À l’étage des bureaux, les pôles administration et création ont été rassemblés dans la même aire ouverte, contrairement à l’ancienne disposition, pour favoriser les échanges. Quant à la salle de spectacle, si elle a été réparée et remise aux normes du jour, il n’était pas question d’y toucher plus. «Les artistes l’aiment, le public l’aime, explique la directrice. Pour créer un rapport d’intimité, il faut que l’espace public soit aussi grand que le plateau. Ici, la salle est très grande; notre plateau est pratiquement aussi grand que celui du Théâtre du Nouveau Monde. Mais étant donné les proportions de la salle, on a l’impression quand on rentre ici que c’est une salle intime. En fait, c’est une fausse petite salle…»
Théâtre 2.0
Une deuxième phase de travaux suivra, consacrée cette fois à l’agrandissement du théâtre. De nouveaux espaces vont être construits dans l’aire de stationnement: une salle de répétition, des loges agrandies, mais aussi un laboratoire technologique dédié à la recherche multimédia, qui sera équipé de matériel de sonorisation, toile verte, consoles et régie. «Beaucoup d’expériences nous étaient difficilement accessibles parce que trop chères à monter. Et il y avait des choses qu’on ne pouvait pas présenter, car il s’agissait de distributions à 18 comédiens… On a donc développé des affinités sélectives pour certains textes», indique Ginette Noiseux. Le labo va maintenant leur permettre de faire du podcast, du montage vidéo, des enregistrements… «On va pouvoir poursuivre notre recherche en étant beaucoup mieux équipés.» L’équipe a aussi profité de cette modernisation pour passer d’une façon de faire à une autre, et abandonner le papier au profit du numérique. Archives et outils ont ainsi été numérisés au fil des mois.

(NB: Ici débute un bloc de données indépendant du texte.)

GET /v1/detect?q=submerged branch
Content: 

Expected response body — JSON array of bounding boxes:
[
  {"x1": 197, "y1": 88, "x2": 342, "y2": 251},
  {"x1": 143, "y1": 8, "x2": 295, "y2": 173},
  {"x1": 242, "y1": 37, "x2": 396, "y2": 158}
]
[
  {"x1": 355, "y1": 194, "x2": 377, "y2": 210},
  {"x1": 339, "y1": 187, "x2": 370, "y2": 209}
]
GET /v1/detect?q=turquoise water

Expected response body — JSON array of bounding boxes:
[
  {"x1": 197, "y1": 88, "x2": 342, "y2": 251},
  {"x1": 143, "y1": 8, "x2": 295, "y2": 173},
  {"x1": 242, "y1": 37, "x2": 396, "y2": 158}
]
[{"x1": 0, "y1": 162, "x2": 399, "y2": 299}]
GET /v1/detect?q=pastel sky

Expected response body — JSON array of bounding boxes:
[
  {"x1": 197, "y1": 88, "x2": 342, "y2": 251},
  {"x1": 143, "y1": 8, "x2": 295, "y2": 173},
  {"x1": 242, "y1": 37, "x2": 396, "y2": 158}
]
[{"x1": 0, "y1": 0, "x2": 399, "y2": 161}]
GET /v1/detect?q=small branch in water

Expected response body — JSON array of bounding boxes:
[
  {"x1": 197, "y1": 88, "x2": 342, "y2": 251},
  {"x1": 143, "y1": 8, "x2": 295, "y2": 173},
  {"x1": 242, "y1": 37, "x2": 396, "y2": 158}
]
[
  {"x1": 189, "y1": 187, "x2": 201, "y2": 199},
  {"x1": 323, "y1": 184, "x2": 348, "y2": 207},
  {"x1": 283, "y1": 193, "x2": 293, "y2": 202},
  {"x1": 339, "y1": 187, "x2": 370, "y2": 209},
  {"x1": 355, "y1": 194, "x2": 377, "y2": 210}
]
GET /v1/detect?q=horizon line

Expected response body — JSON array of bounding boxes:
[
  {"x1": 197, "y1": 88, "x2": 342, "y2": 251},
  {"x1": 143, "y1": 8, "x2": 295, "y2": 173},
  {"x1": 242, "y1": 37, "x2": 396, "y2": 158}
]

L’autre ajout, c’est un atelier de costumes, espace auquel la directrice tient beaucoup. Comment couper une manche gigot du 19e siècle? Comment travailler le cuir, la teinture, les chapeaux? «C’est le patrimoine invisible. Les moyens pour faire tout ça ont disparu, et le savoir-faire est en train de disparaître aussi. Ici, on pourra maintenant faire ce travail d’artisanat, une tradition importante», insiste Ginette Noiseux. Pour sa dernière production comme conceptrice, elle avait en effet transformé sa maison en atelier, jusqu’à la baignoire…
Les nouveaux bureaux, quant à eux, serviront à accueillir dès le mois d’août la compagnie UBU qui reste à demeure, mais aussi la compagnie Porte-Parole dirigée par Annabel Soutar, pionnière du théâtre documentaire au Québec. «L’idée, c’est vraiment de créer une émulation. La transmission entre les générations va dans les deux sens, c’est une addition des compétences. La rencontre entre une Stéphanie Jasmin et une Sophie Cadieux, c’est ça qui m’intéresse…»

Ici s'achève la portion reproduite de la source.